Kapolri Jenderal Polisi Idham Azis memerintahkan kepada Kapolda Sulawesi Tengah Irjen Pol Abdul Rakhman Baso untuk berkantor di Poso, Sulteng.

Hal ini dimaksudkan guna fokus memburu kelompok Mujahidin Indonesia Timur (MIT) pimpinan Ali Kalora yang diduga menjadi pelaku pembantaian satu keluarga di Sigi.

"Perintah Kapolri, Kapolda Sulteng berkantor di Poso dan di-back up oleh tim terbaik Bareskrim Polri," kata Kepala Divisi Humas Polri Irjen Pol Raden Prabowo Argo Yuwono di Jakarta, Rabu.

Argo menuturkan saat ini Satgas Tinombala yang merupakan gabungan aparat TNI-Polri masih mengejar kelompok MIT.

Tak hanya itu, tim Densus 88 Antiteror, pasukan TNI, dukungan drone serta intel IT dikerahkan guna membantu proses pengejaran.

"Pasukan Satgas Operasi Tinombala ke wilayah Desa Lembahtongoa, Sausu, Salatanga," ujarnya.

Selain memburu kelompok MIT, aparat gabungan juga melakukan penyembuhan trauma kepada warga pasca-teror yang dilakukan kelompok MIT.

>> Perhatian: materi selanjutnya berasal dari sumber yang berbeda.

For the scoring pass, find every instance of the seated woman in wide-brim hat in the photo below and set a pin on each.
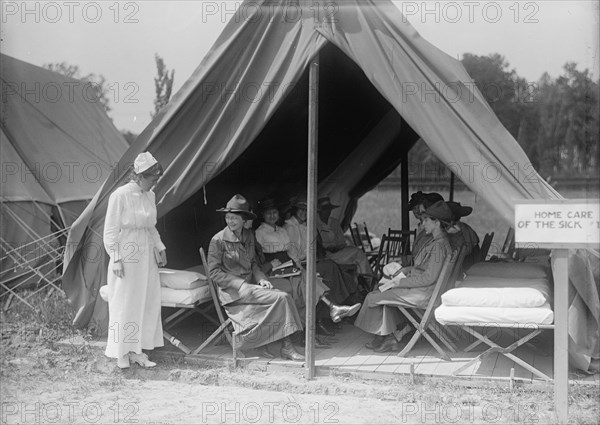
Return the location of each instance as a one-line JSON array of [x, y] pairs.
[[276, 248], [260, 313], [461, 234], [379, 314], [335, 243]]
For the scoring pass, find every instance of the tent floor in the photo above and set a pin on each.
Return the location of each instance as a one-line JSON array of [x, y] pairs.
[[347, 355]]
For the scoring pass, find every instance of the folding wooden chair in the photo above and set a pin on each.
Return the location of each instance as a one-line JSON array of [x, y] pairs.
[[203, 306], [485, 246], [389, 250], [405, 236], [224, 324], [362, 239], [509, 243], [422, 318]]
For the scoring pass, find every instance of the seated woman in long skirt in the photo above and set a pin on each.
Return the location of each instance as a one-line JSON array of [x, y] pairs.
[[276, 248], [379, 314], [260, 313]]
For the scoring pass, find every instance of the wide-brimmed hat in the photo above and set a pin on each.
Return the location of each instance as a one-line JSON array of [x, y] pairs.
[[143, 162], [425, 199], [440, 211], [299, 202], [238, 205], [268, 204], [458, 210], [324, 203]]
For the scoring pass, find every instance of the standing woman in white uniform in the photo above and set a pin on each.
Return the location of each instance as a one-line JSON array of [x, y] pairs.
[[136, 252]]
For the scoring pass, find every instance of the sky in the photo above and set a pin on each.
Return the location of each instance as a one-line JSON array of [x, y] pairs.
[[120, 39]]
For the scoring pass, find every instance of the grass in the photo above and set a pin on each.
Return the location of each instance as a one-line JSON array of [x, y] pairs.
[[381, 210]]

Kemudian penempatan personel Brimob di tiga lokasi di areal transmigrasi Desa Levonu Sigi juga dikerahkan guna memberikan rasa aman kepada warga.

"Bantuan sembako 400 paket dari Polda untuk masyarakat transmigrasi yang mengungsi di Dusun Levonu. Lalu perbaikan enam rumah tinggal atau pos pelayanan umat sudah mulai dilaksanakan, inisiasi dari Polda untuk percepatan perbaikan serta bantuan proses pemakaman korban berupa empat peti mati," tutur-nya.

Lebih lanjut, mantan Kabid Humas Polda Metro Jaya ini mengatakan pihaknya sudah melakukan dialog dengan tokoh masyarakat, agama serta tokoh adat Sulteng agar masyarakat tak termakan isu hoaks.

"Pertemuan dengan pihak MUI, FKUB, media termasuk Komnas HAM sudah dilakukan untuk meredam suasana agar tetap kondusif," kata Argo.